I had the pleasure to test fly his machine on September 04.2004.
Light but strong, comfortable, with a very responsive throttle, with minimal torque effect, lots of thrust and smooth running engine, with very innovative technical solutions,  Jeff Baumgartne'r machine is certainly well worthy the over 300 hours he spent designing it.
Jeff told me that the design is not final and he will further improve his machine in the foreseeable future.
Congratulations Jeff and thank you for allowing me to publish your material.

      Alex Varv      

In the early part of 2004 I bought a Black Devil engine from Alex Varv (www.aerocorsair.com)
With the reputation of the Corsair engine, and the new pull start version on the Cors-Air M25Y/Black Devil, I had to give it a try.
It was the engine that inspired me to put my ideas into aluminum.
I needed a frame to put it on and  I had some “different” ideas for a PPG frame that needed some R&D.
The “Tube and wire” and “Bolt and saddle” construction
methods have been around as long as the ultralight industry, but  I had not seen it used for PPG construction. It needed to be tried.
 The result was a very strong unit that can be easily dismantled, and parts easily changed or modified. I plan to fly this machine in some form for a long, long time.

As with most projects, it started out as more than a few garbage cans full of crumpled drawings. I even tried to learn to use CAD but my computer skills suck.
So, for about $20 worth of pvc tubing,   I built several versions of full scale models until I found one I thought would actually work.

The goals I set were:

1) Strong
2) Portable
3) No welds
4) Weight 55 Lbs or less
Goals #1 and # 2 were met while #3 and #4 came close.
The only welds on the whole machine are the small tubes on the outer hoop of the cage and the "sockets" for the radial tubes which are welded to  each comfort bar for weightshifting.
The small welded tubes hold the tensioning cable of the netting but truly, their primary role is to hold together tight the 6 sections of the cage.

The dry weight of the whole machine is 58 Lbs.

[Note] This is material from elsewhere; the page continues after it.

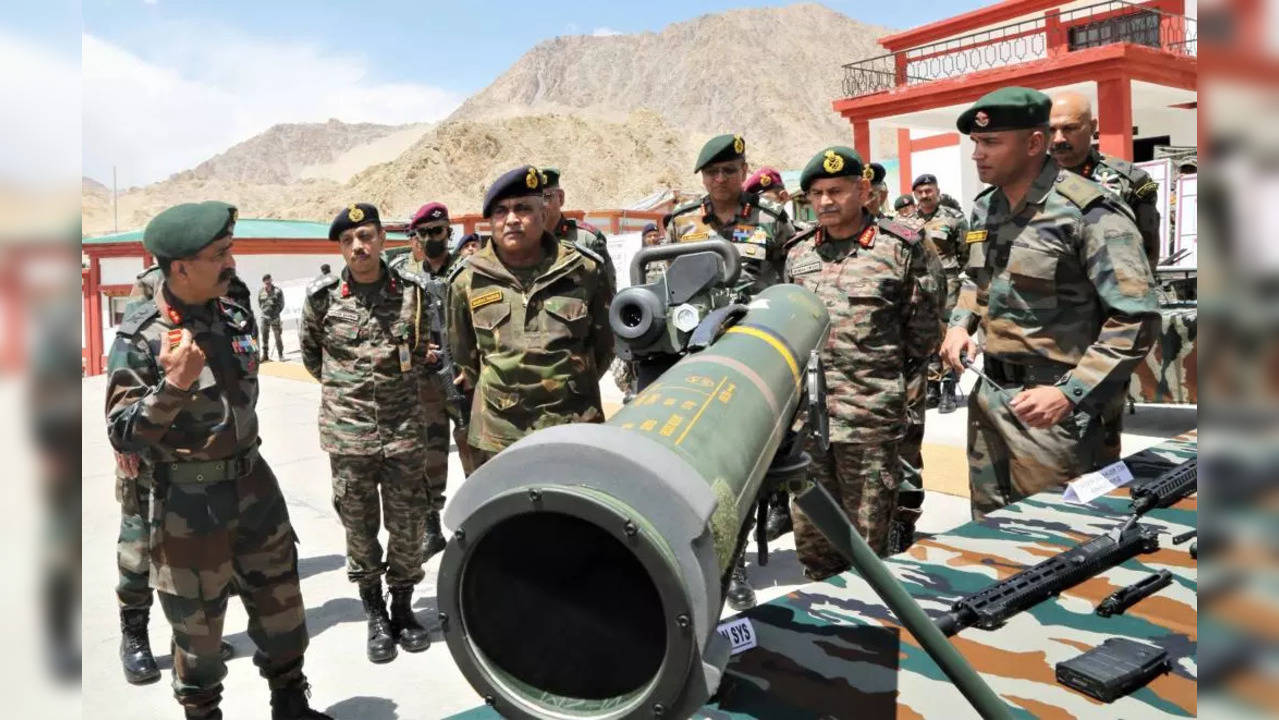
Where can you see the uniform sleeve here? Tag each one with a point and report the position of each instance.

The next step was to turn my dream into Aluminum. This required a jig and it soon became obvious that for several reasons my utility trailer with a plywood deck would be perfect.
Small blocks of plywood were used to hold the tubing in place. A plywood box was built in the center to establish the correct depth of the cage and to serve as a jig for the Black Devil engine and the Paralite harness mounts.
A roll bender was used to make the nice round hoop and a regular conduit bender for all other bends.
All the tubing is 7/8 6061Twith a .065 thick wall.

The remaining part of the construction was done with bolts and machined saddles and what I called "stubbies" and of course sleeves as well.

Note: The picture above shows the bolt and saddle construction along with the pivotable comfort bars (distance bars) to provide weightshift.

The cage breaks down nicely and the hoop has 6 parts and six radial tubes.
In order to ship the machine, it takes about one hour co completely disassemble to fit in a reasonable box and just about one hour to assemble it.
The hoop sections, cable and netting always stay together.

For this machine I used a Skycruiser harness because I am very familiar with it and I also like the comfort is provides.
The fuel tank is also a Skycruiser one, purchased from Paralite
( www.paraliteusa.com)

The picture below illustrates the whole machine.

I flew the machine as seen above for about 5 hours and I decided it was worthy of a nice finish.
To do this, I had to take it completely apart for the powder coating.
I need to note here that without my friend Bob Bieser of Skymaster Powered Parachutes (www.flyskymaster.com) this machine would be nowhere near as it is today. Bob provided all the machined parts, the expert welding and the powder coat finish. Thank you Bob.

The picture below shows a detail of the cable tensioning system that I used ( bottom of cage)

My machine was publicly presented at the last Oshkosh Airshow.

By the time my presentation  is published on The Inventions Page
I will have flown my machine for well over 20 hours.
The Black Devil engine performs flawlessly, delivers impressive thrust, it is easy to start and it is also very reliable.